Mykhailo Dragan (Михайло Дмитрович Драґан; 21 November 1899 – 8 March 1952) was a Ukrainian art historian. In 1952, he received a Doctor of Art history degree, and in 1944–1948 he was a member of the Union of Artists of Ukraine.

==Biography==
Mykhailo Dragan was born on 21 November 1899 in Tustanovychi, now part of Boryslav, Lviv Oblast.

He graduated from several educational institutions, including in 1920 – Oleksa Novakivskyi Art School, 1924 – Secret Ukrainian University, 1925 – Kraków Academy of Arts (teachers Penkowski and W. Jarocki), 1931 – University of Lviv.

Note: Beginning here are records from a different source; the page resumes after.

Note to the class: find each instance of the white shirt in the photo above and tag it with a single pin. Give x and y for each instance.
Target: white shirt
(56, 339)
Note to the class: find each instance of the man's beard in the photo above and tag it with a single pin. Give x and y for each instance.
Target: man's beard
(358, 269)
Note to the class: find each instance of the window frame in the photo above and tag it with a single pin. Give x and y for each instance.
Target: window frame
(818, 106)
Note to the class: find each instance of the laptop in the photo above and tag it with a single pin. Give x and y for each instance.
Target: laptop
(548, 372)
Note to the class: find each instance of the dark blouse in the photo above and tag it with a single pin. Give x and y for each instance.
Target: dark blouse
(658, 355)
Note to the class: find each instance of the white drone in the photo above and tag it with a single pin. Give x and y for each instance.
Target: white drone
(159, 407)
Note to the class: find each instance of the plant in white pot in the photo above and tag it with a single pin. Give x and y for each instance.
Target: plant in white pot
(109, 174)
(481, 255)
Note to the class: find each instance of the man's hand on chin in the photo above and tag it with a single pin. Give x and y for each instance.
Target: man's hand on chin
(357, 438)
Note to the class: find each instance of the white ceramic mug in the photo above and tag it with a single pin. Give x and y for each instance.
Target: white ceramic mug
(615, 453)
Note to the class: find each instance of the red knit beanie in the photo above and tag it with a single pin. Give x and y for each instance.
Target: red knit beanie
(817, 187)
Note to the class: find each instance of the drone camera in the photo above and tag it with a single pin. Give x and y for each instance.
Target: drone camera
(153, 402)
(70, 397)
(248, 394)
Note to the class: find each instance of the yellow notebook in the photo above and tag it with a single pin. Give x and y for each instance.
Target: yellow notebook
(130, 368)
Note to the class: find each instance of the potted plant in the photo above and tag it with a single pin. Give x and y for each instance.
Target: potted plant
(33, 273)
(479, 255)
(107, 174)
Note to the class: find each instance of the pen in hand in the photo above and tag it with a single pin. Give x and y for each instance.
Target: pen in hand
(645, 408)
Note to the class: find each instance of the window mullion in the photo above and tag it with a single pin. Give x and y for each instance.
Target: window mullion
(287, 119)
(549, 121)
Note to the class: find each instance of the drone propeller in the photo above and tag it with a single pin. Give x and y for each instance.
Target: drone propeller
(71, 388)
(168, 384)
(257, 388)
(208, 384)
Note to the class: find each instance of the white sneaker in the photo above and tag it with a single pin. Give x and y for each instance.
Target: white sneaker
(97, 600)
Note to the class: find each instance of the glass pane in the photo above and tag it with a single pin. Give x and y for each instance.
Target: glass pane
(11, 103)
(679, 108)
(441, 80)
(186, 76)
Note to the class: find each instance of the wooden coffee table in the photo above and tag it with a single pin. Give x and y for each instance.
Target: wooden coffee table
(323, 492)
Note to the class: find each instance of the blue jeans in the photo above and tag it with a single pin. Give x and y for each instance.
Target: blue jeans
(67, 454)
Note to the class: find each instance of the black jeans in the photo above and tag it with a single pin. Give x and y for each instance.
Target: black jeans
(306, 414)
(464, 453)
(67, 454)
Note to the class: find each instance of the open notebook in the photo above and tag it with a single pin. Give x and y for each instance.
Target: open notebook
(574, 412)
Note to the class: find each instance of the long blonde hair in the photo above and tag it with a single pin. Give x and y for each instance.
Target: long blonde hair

In 1924, he started working at the National Museum of Lviv, where in 1939–1950 he was deputy director and head of the Department of Ancient Art, but was later dismissed for his active work in the Association of Independent Ukrainian Artists; he also served as the head of the Museum of the Lviv Theological Academy in 1932–1939; in 1945–1947 he was a senior researcher at the Museum of Ethnography and Art Crafts.

He died on 8 March 1952 in Lviv.

==Works==
His research interests included church architecture and sacred art of Galicia and Boikivshchyna. Dragan was also the first to systematically describe and draw types of Boykos architecture, including 2,500 drawings. He contributed to the magazines "Dilo" and "Nova Zoria" on the topics of artistic life in Lviv.

He was also in charge of restoration and conservation, including the Piatnitskyi and Bohorodchany iconostases, and left the project for the reconstruction of the latter in the drawing.

Among the main monographs:
- Скит Манявський і Богородчанський іконостас (1926, co-author)
- catalog of the posthumous exhibition of Petro Kholodnyi (1931)
- Сучасний український екслібрис: Збірник Асоціації незалежних українських мистців (1932)
- Українські дерев'яні церкви: Генеза і розвій форм. Volumes. 1–2 (1937)
- Живопис Західної України (1945)
- Українська декоративна різьба XVII–XVIII ст. (1970, prepared for publication by Vira Svientsitska)

==Honoring the memory==
In the 1990s, Drohobych hosted the annual "Dragan readings".